By Calvin Palmer
A 19-year-old South Florida man committed suicide live online and in front of a reported audience of 1,500 people.
Abraham K.Biggs, from Broward County, died on Wednesday from a combination of opiates and benzodiazepine, said medical examiner’s office investigator Wendy Crane.
Biggs had told users of a body building Web site that he would be committing suicide and invited them to watch on Justin.tv – a live video Web site.
Some of the other users of the Web site were encouraging him to go ahead with the suicide, others tried to talk him out of it.
With Biggs lying motionless on the bed for several hours, it is believed one of the forum members contacted police who broke down the door, found Biggs on the bed and turned the webcam off.
A video clip posted on the Internet shows a police officer entering the room, his handgun drawn, as he checks for any sign of life.
Biggs was a member of the bodybuilding.com forum and posted under the name CandyJunkie. He was also known as Feels Like Ecstasy on Justin.tv.
On Wednesday, he went to the forum and detailed the amount of drugs he was going to take. The moderators of the forum apparently did not take him seriously because he had threatened to commit suicide before. Other forum members encouraged him to carry out his threat.
Biggs then posted a suicide note, where he said he had hurt other people and hated himself for being a failure. “I am an a@#hole. I have let everyone down and feel as though I will never change or improve. I am in love with a girl and I know that I am not good enough for her,” he wrote.
As he lay motionless on the bed after taking the pills, many forum members continued to insult him, believing that it was staged.

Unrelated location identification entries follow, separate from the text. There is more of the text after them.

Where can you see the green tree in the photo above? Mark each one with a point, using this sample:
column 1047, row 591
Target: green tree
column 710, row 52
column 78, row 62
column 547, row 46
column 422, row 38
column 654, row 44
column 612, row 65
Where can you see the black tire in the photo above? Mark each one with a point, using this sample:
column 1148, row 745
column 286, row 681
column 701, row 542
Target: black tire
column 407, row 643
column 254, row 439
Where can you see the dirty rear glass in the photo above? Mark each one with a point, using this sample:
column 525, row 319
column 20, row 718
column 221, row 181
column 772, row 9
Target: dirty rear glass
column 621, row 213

One forum pleaded with the other forum members to contact the police and tried to e-mail the Miami-Dade police. He borrowed his father’s cell phone and spoke to police who directed him to the Broward County Sheriff’s Department. About an hour late, police arrived at the teenager’s house.
San Francisco-based Justin.tv is an open network of thousands of live streaming channels and is named after its first “star,” Justin Kan.
“We regret that this has occurred and respect the privacy of the broadcaster and his family during this time,” Justin.tv CEO Michael Seibel said in an e-mail. “We have polices in place to discourage the distribution of distressing content and our community monitors the site accordingly. This content was flagged by our community, reviewed and removed according to our terms of service.”
The video feed has been taken down but video clips have been posted elsewhere on the Internet and copies of the suicide note can also be found.
Many of the insulting posts on the forum have been deleted by those who made them.
There are none so brave as those who sit in front of a computer screen, except when their cover of anonymity is likely to be blown. It strikes me the Web site should name and shame these poor imitations of humanity.
Welcome to the 21st Century.
[Based on reports by The Times, The Daily Telegraph and Associated Press.]